Serum TPO levels were elevated in the HD and CAPD patients relative to the control subjects. This indicates that TPO secretion from an unknown source(s) may be altered in response to the decrease in platelet or megakaryocyte mass, or both, or that TPO destruction and removal may be reduced in those patients. The mechanisms regulating serum TPO levels remain unclear, but the TPO mRNA levels in TPO-producing organs, such as the liver and kidney, have been shown not to change appreciably in response to either thrombocytopenia or thrombocytosis.44,45 Accumulation of TPO, which exists in serum in glycosylated form with a molecular size of approximately 70 kd, may occur in dialysis patients. However, the number or binding affinity of the c-mpl protein (a receptor for TPO) on circulating platelets and megakaryocytes in marrow are generally thought to be the major route for the destruction and removal of TPO in serum,19,20,46 as in macrophage-colony stimulating factor.47 Our study showed that serum TPO levels were inversely correlated with reticulated platelet counts in the HCV-negative HD and CAPD patients, but not with their circulating platelet counts (Table 3). These findings suggest that the elevation of serum TPO levels in dialysis patients is induced predominantly by the failure of megakaryocyte production in the marrow. Stromal cells in marrow, which may sense the decrease in megakaryocytes, release TPO and may locally affect the turnover of megakaryocytes in marrow,48-50 and they could be candidates for a potential source of TPO that contributes to the elevation of its serum levels in the HD patients. We could not find a clear answer to why TPO levels were significantly higher in the CAPD patients, whose reticulated platelet counts were not less than those of the HD patients. Adsorption of TPO on dialyzer membranes should be considered, or the longer dialysis duration of the HD patients could be associated with this difference.

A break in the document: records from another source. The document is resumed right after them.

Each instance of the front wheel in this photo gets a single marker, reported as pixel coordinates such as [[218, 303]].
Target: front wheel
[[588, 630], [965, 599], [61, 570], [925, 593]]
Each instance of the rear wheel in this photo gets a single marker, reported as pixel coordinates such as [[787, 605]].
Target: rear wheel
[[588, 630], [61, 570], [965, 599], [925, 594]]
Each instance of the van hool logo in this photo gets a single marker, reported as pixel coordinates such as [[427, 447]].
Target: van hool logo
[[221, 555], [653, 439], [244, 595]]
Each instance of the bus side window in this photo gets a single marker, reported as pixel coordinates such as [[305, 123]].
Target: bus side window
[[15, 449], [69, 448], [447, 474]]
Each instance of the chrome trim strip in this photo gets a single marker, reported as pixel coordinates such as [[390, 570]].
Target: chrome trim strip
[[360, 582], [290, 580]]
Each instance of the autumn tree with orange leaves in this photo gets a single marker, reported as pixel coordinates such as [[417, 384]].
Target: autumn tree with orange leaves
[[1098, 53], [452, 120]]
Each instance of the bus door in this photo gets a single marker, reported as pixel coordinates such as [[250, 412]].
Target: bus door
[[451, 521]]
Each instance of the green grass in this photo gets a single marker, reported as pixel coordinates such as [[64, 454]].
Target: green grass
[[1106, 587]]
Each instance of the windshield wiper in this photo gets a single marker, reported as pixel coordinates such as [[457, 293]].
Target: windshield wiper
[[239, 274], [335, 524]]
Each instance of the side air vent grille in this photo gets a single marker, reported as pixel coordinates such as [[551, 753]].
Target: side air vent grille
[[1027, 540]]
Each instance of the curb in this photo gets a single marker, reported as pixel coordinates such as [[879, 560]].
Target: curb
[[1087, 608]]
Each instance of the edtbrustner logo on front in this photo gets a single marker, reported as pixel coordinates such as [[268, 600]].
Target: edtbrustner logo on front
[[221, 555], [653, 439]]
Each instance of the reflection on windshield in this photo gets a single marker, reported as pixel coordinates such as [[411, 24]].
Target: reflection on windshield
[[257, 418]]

Our data imply that the higher levels of TPO in the dialysis patients may be favorable for erythropoiesis. The positive correlation between hematocrit and TPO, and the comparative study of patients with and without rhEPO replacement therapy, suggested that TPO may have erythropoietic activity or enhance endogenous EPO activity in vivo. TPO and EPO share sequences that are highly involved in erythropoietic activity; thus, TPO has been expected to function as an erythropoietic factor in vitro.1-5 In this regard, Era et al8 demonstrated that TPO enhanced the erythropoietic activity of rhEPO in an experiment using a yolk sac cell line. Similar results were also obtained in human CD34⁺ bone marrow cells and cord blood cells.9 Our own results may support that TPO serves as an erythropoietic factor in some patients. However, more solid evidence, such as a clinical effect of rhTPO administration on erythropoiesis in normal or uremic subjects, will be needed to state the erythropoietic effect of TPO.

In conclusion, our study demonstrated the following: (1) the reduction of platelet counts is a frequent finding in dialysis patients, especially HCV-positive HD patients; (2) the reduced megakaryocyte production in bone marrow possibly underlies a decrease in platelet counts, and the peripheral destruction–sequestration of platelets on an autoimmune basis may be concomitantly involved; (3) the TPO deficiency that would be expected because of loss of kidney mass is negligible as a cause of the thrombocytopenia, or the serum TPO levels are elevated in dialysis patients regardless of dialysis modality, possibly as a response to the reduction of megakaryocyte mass in marrow; and (4) the elevated TPO levels may in part serve as an aid to erythropoiesis in dialysis patients escaping rhEPO therapy.

We thank the research staff of Kirin Pharmaceutical for their constructive and helpful discussions.